Colleagues in a meeting room
Strategic budgeting seems to be a big trend right now, especially given the possibility — or inevitability — of a widespread recession. In the face of uncertainty, many business leaders try to maximize their finances for the greatest impact. Some are drastic cut jobswhile others are slow cut back on marketing spending.
You may also be in the process of reallocating corporate dollars. However, you should avoid drawing back on anything that encourages innovation. This includes brainstorming committees, research and development, and more.
Simply put, innovation keeps the lights on. It is the catalyst for short-term success and long-term growth. You cannot be agile without innovation. This puts you at risk of falling behind competitors. McKinsey & Company study shows that innovative companies outperformed the market average by more than 30% during the last recession and accelerated growth over the following three to five years.
However, this does not mean that you have to spend all your money on innovation. You can invest in growing your business without changing how much you spend on other operational functions. Here’s how:
1. Embrace jugaad innovation.
It is a big misconception that innovation has to be expensive to have any impact. To counter this, best-selling author, keynote speaker and Fortune 500 innovation strategist Dr Simone Ahuja encourages jugaad innovation or frugal innovation. This innovation approach promotes quality solutions despite adverse conditions or scarcity of resources.
Dr. Ahuja explains that jugaad innovation “is often driven by purposeful intrapreneurs, or entrepreneurs within the organization, who know how to prioritize action, handle ambiguity, and stay close to the right problems to solve.” She continues that frugal innovation mitigates risk by leveraging employee ingenuity without cutting corners. “Frugal innovation is often seen as cheap or stripped down when in fact it is based on empathy, solving the right problem and focusing on the core need to avoid unnecessary bells and whistles.”
If your business survived the recent pandemic, think about all the innovations that COVID-19 has fueled. This can help you identify instances of jugaad that you may have missed. Once located, you can figure out how to repeat the same approach that got you through a tough time.
2. Get your team excited about doing more with less.
History lessons can be motivating. After all, innovation is about building something new, and what better way to determine what might work than by looking to the past? “On closer inspection, innovation often turns out to be an adaptation of an earlier idea, technique or organization.” writes Peter Burke, emeritus professor of cultural history at the University of Cambridge. “It may be a free or creative edit, but it’s still an edit. Think of the printing press. Gutenberg was from the Rhineland, so he was very familiar with the wine press, which he adapted for printing books.”

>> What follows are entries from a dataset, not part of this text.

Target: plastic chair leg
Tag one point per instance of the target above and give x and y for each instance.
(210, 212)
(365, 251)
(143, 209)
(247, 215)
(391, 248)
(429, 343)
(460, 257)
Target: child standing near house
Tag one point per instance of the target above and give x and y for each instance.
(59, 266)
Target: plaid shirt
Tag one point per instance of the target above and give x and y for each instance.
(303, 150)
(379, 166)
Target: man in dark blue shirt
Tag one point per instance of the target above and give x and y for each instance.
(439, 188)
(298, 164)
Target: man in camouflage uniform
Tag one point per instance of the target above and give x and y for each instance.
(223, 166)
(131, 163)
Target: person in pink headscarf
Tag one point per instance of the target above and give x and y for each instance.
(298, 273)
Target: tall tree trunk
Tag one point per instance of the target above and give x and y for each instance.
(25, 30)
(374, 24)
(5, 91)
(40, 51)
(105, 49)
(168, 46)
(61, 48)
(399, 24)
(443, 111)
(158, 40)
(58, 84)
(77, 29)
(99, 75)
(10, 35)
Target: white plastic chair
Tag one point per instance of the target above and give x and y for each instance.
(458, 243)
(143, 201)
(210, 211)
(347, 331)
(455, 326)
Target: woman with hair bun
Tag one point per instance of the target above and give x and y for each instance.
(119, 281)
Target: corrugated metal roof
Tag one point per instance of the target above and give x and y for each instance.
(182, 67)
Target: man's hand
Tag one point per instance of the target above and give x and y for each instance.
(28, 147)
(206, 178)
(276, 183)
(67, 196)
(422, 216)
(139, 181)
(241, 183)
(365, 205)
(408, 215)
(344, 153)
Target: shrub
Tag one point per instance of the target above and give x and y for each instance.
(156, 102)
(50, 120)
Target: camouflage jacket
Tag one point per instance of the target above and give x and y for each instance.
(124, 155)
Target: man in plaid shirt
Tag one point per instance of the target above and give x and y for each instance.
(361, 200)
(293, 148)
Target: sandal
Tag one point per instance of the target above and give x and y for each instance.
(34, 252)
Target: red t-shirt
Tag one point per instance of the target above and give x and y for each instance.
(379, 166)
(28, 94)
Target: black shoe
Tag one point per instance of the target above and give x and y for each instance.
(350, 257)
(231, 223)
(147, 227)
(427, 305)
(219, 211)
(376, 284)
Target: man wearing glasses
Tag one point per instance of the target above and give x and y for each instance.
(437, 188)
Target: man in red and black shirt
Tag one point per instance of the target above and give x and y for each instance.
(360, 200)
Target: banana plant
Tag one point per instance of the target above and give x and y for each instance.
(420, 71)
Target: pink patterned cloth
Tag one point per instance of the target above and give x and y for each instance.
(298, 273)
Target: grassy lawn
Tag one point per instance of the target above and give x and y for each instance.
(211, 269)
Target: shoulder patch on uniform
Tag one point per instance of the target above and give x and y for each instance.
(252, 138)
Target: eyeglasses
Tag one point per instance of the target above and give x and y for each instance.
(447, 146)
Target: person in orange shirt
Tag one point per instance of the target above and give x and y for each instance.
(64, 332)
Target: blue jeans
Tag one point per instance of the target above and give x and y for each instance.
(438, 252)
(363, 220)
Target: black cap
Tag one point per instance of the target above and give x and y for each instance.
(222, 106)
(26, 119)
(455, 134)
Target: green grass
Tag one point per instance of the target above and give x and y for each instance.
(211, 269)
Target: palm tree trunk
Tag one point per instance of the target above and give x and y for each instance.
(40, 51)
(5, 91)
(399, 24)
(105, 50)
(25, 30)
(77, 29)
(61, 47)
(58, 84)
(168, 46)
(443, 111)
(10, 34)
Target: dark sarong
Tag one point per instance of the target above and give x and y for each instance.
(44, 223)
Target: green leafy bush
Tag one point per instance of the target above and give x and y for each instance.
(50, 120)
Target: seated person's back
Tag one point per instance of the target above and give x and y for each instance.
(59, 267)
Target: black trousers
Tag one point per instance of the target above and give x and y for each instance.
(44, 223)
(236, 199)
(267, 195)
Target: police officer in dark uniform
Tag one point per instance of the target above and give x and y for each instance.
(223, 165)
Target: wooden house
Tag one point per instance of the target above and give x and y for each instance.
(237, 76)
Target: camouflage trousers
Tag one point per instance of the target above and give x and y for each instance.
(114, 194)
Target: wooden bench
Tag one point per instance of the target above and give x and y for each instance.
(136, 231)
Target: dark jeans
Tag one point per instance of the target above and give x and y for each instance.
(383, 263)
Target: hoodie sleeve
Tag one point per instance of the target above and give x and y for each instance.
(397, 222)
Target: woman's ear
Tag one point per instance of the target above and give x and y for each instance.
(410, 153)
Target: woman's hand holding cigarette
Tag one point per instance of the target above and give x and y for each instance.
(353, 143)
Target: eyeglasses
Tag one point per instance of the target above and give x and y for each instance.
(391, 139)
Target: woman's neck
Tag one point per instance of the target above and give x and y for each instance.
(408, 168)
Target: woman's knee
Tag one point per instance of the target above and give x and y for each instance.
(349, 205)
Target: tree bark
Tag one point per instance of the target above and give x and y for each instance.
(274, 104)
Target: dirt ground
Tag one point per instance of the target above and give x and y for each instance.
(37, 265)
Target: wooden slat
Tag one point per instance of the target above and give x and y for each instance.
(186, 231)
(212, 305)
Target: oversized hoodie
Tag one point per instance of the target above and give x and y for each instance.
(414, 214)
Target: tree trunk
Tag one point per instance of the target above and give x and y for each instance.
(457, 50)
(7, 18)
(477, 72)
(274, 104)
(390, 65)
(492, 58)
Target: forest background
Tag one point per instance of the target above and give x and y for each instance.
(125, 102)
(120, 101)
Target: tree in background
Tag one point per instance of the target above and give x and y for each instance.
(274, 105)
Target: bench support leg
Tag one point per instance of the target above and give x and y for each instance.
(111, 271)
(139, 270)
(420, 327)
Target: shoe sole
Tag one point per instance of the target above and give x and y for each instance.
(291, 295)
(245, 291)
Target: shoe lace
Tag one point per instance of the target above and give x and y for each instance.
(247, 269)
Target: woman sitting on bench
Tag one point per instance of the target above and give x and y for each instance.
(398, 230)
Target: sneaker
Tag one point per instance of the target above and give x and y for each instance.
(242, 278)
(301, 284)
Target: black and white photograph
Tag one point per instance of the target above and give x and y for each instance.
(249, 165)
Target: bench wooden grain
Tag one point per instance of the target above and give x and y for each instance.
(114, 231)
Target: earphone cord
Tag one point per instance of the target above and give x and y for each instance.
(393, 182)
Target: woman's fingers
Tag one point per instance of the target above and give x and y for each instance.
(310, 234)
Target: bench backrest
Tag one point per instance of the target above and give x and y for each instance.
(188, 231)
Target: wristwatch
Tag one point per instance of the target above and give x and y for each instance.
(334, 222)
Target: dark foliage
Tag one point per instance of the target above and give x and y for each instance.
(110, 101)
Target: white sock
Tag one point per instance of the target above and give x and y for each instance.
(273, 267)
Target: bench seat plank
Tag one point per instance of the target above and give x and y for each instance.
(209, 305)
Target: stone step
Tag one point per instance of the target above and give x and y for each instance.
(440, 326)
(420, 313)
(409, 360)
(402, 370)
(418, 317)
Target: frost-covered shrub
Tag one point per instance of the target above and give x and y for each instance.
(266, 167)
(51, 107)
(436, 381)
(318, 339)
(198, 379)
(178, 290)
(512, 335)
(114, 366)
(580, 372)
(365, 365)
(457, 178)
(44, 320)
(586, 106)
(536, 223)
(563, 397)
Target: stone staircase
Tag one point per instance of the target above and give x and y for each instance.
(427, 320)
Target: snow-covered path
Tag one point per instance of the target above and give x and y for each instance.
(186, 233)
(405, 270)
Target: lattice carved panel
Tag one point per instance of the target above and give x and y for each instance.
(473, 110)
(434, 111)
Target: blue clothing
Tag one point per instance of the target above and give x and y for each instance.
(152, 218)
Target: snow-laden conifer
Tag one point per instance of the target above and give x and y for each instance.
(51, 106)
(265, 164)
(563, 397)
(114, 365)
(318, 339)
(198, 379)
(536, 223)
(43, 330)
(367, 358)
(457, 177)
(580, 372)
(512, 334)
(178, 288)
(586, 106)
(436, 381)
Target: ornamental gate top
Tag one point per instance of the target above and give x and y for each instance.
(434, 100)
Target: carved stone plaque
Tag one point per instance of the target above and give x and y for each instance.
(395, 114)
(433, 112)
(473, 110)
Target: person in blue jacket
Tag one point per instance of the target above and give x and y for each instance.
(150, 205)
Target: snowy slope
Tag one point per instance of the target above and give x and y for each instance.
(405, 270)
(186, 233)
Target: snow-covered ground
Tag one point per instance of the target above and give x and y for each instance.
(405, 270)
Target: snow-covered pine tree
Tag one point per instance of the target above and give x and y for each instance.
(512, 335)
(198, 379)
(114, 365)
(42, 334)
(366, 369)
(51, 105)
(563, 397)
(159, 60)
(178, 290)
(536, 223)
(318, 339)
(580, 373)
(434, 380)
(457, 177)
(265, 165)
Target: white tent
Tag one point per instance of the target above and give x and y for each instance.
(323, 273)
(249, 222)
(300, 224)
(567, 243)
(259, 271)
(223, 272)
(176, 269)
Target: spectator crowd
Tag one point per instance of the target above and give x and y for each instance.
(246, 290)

So educate your team about past innovations that emerged from economic downturns through Zoom meetings, webinars, and more. You could cover increase in patents during the Great Depression of the 1930s. During the Great Depression, large companies had to consider new opportunities. They weren’t as financially constrained as individual entrepreneurs, putting them in better places for creativity. As a result, we ended up with products such as the popular board game Monopoly and the mass market car radio.
The more you can educate your team about previous innovation successes, the more likely they are to reconsider their part in the process. And if you can rely on collective problem solving, your limited finances will stretch further.
3. Let employees test their ideas.
Autonomy is a wonderful gift that you can give your employees now. It won’t cost you a dime, but it can provide a huge return on your investment. However, it can be difficult to give your gift if you’re not willing to let go.
For example, Holger Reisinger, senior vice president of large enterprise solutions at Jabra, and Dane Fetterer, staff researcher and writer at Jabra, studied the relationship between hybrid work and autonomy. They found that the only way to give employees real flexibility is to remove all mandates that could get in the way of employee empowerment. “In short, autonomy is an indispensable part of motivation and an important driver of performance and well-being,” they say to write.
The good news is that you don’t have to give employees a lot of new tools to experiment with. As long as they know how to build a hypothesis that can be tested and measured, they can carry out innovative thinking at work. However, make sure everyone understands how to think like scientists. You don’t want employees to create expensive products or execute ideas without running mini-sprints to measure effectiveness.
Innovation is the best way to future-proof your business against crises. Now is not the time to put innovation on the back burner. If you want to survive and thrive after the recession, you need to get creative today.
Janice has been with businesskinda for 5 years, writing copy for client websites, blog posts, EDMs and other mediums to engage readers and encourage action. By collaborating with clients, our SEO manager and the wider businesskinda team, Janice seeks to understand an audience before creating memorable, persuasive copy.